"New York City"
They Might Be Giants
From the album Factory Showroom
I first heard They Might Be Giants through their album Flood in high school. I loved that album -- still do -- it is so silly, fun, and hilarious and yet it's driven by really great melodies and song structures that rise above the Al Yankovich style of comedy music.
I never did move beyond those Flood waters and essentially ignored all of their other output- until I got married, anyway. The wife loves They Might Be Giants and so I was able to listen to many of their other songs. The thing is, for the most part, I found them obnoxious. All too often they wind up being too jokey and their music is too heavy on guitars and loudness, sacrificing the bouncy melodies I loved on Flood for something not necessarily darker, but more downbeat and dull.
Yet when they nail it, they are so joyful and full of happiness my heart fills with love for them again and again.
"New York City" was first sent to me by my wife when romance was just begging to bud. We were what you might call Long Distance Friends with a hint of something more to come. I had sent her a couple of mixes full of songs I loved and she sent me one with this song on it. It was fitting. It was perfect.

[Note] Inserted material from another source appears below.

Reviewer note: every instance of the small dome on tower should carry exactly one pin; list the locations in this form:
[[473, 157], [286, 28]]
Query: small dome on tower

Lyrically the song is all about someone calling her lover to cross a great distance so that they can be reunited in the city. There are great references to NYC landmarks and a great ending line that reads "the best part about New York City is you and me." While we weren't lovers at the time, and we had never been to New York together, it fit right into the distance between us and a relationship that was beginning to spark.
Musically it is this wonderful, celebratory spasm of crunchy guitars, pounding drums. and church bells that swell and release into an explosion of orgiastic organ tones and deliciousness.
Over the years the song got lost amongst the hundreds of other songs that fill my life. I found it again last night and have spent most of the day playing it over and over again. It reminds me of discovering new love in a nostalgic haze and yet remains a remarkably fresh and wonderful song in and of itself.